Beahan later told the Buffalo News that he wrote the op-ed with the intention of influencing the Greenway Commission. The Sierra Club Niagara Group chairman went on to tell the paper, “Let's not make our kids worship heroes who are killing people.”
Despite ostensibly being a conservation organization, the national Sierra Club has an official policy position in support of gun control. Specifically, the group backs a ban on commonly-owned semi-automatic firearms, the criminalization of private transfers, and a ban on traditional ammunition. That Beahan used his position with the group to advocate against the DeGlopper statue will make some wonder whether the national Sierra Club supports or at least tacitly approves of this radical position regarding depictions of our fallen soldiers.
Should Americans expect the Sierra Club’s Washington, D.C. chapter to advocate for the removal of the Three Servicemen statue honoring our Vietnam veterans or the Korean War Veterans Memorial? Will the Massachusetts chapter take issue with Lexington and Concord’s Minutemen statues?

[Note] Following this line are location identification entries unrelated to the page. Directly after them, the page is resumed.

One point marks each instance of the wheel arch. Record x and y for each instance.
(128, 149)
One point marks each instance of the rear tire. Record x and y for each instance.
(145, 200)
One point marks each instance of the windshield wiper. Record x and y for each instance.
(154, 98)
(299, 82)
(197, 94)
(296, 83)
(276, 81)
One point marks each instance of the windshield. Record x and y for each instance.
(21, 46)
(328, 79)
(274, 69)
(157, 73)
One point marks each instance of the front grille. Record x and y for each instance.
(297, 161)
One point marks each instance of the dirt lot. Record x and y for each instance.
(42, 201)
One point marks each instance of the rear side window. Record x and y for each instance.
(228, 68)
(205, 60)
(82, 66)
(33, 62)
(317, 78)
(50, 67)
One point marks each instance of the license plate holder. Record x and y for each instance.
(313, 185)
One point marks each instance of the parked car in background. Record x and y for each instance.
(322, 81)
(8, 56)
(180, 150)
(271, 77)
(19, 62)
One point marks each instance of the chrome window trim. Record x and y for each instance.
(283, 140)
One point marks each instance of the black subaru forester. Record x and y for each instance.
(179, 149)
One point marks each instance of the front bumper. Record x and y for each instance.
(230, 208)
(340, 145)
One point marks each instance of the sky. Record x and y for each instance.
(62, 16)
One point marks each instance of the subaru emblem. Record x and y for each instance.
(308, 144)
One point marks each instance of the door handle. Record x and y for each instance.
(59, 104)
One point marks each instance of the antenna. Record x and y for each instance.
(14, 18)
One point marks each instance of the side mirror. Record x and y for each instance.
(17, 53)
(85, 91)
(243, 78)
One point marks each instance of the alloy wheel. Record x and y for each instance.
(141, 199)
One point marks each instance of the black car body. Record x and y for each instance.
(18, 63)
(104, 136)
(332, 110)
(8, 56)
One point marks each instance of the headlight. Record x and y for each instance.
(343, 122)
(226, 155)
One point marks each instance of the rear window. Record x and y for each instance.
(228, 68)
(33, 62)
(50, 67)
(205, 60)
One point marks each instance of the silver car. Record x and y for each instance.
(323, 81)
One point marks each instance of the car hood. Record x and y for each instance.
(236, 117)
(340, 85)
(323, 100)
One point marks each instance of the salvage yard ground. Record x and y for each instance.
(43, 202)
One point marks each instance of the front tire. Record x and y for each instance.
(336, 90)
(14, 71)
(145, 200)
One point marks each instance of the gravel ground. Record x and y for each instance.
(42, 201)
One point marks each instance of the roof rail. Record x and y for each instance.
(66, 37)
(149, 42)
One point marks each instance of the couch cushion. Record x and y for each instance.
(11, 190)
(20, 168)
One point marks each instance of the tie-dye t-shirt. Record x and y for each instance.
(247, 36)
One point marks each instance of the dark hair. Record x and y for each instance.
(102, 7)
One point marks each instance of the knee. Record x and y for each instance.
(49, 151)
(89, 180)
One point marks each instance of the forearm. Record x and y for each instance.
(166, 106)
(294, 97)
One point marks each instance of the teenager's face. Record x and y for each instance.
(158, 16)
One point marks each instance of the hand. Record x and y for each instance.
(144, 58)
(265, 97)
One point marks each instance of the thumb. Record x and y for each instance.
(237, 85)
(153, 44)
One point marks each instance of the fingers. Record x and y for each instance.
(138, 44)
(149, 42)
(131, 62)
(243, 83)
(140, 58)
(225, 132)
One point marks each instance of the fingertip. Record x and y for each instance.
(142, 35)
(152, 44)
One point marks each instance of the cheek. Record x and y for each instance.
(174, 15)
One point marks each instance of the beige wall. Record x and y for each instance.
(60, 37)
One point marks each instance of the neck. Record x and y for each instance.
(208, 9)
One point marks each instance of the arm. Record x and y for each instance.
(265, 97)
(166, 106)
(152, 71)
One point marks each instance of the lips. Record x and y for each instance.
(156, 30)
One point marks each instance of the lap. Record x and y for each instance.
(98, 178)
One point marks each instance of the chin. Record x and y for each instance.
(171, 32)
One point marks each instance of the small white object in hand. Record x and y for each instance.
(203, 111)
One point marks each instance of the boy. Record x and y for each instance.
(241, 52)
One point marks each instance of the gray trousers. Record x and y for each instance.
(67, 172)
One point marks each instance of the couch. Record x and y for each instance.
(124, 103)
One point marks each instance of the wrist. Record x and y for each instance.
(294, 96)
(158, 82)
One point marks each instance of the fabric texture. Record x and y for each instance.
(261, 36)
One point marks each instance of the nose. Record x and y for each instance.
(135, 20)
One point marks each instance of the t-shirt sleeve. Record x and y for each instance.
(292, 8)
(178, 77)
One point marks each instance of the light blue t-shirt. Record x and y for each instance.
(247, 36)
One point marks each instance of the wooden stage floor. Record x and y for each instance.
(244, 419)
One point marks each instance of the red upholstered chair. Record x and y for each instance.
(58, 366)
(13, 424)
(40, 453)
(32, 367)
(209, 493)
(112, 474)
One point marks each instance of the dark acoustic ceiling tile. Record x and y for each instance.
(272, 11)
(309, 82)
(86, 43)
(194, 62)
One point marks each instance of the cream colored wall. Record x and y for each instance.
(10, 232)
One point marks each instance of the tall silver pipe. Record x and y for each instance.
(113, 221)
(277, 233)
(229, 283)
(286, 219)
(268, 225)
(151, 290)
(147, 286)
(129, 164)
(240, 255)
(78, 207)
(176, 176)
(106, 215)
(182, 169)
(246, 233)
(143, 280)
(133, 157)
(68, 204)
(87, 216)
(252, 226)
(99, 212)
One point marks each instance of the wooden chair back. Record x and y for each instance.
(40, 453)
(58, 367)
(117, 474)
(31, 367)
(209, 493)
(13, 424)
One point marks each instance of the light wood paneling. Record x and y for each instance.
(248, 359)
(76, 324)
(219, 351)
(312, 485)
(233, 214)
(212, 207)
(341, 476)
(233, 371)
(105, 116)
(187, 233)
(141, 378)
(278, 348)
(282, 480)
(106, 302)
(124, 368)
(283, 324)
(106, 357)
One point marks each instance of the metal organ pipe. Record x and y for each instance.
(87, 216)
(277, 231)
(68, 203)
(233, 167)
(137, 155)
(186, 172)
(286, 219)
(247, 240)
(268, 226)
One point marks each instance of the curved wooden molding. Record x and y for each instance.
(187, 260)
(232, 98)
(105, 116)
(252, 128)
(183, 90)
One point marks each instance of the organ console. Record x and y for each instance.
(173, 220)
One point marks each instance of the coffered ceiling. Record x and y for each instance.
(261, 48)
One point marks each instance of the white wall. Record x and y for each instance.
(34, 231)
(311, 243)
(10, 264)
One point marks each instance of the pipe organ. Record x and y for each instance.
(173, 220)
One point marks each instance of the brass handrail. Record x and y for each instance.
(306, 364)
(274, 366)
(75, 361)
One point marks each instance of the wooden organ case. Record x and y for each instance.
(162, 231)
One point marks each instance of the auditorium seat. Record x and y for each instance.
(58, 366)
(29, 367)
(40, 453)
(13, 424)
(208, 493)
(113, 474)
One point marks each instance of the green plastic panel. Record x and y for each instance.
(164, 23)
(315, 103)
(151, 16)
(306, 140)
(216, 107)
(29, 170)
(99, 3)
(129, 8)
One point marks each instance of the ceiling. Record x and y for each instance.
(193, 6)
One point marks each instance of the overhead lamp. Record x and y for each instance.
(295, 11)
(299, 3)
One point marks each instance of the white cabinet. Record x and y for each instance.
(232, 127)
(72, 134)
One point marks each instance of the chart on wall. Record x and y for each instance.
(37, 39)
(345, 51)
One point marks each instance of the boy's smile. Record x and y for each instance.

DeGlopper Memorial supporters have taken to local media to register their disgust over the rejection of the statue proposal. Local activist Rus Thompson said, “It's because of the gun… I mean, we didn't win World War II by using sticks, you know? We used guns. He got killed by a gun. DeGlopper stood up there and took how many rounds of fire to save how many guys? And they're going to take away his gun?” Grand Island Town Councilman Mike Madigan told Buffalo’s WKBW, “To rewrite history and to make war look like it's peaceful and it doesn't involve guns is not an appropriate depiction.”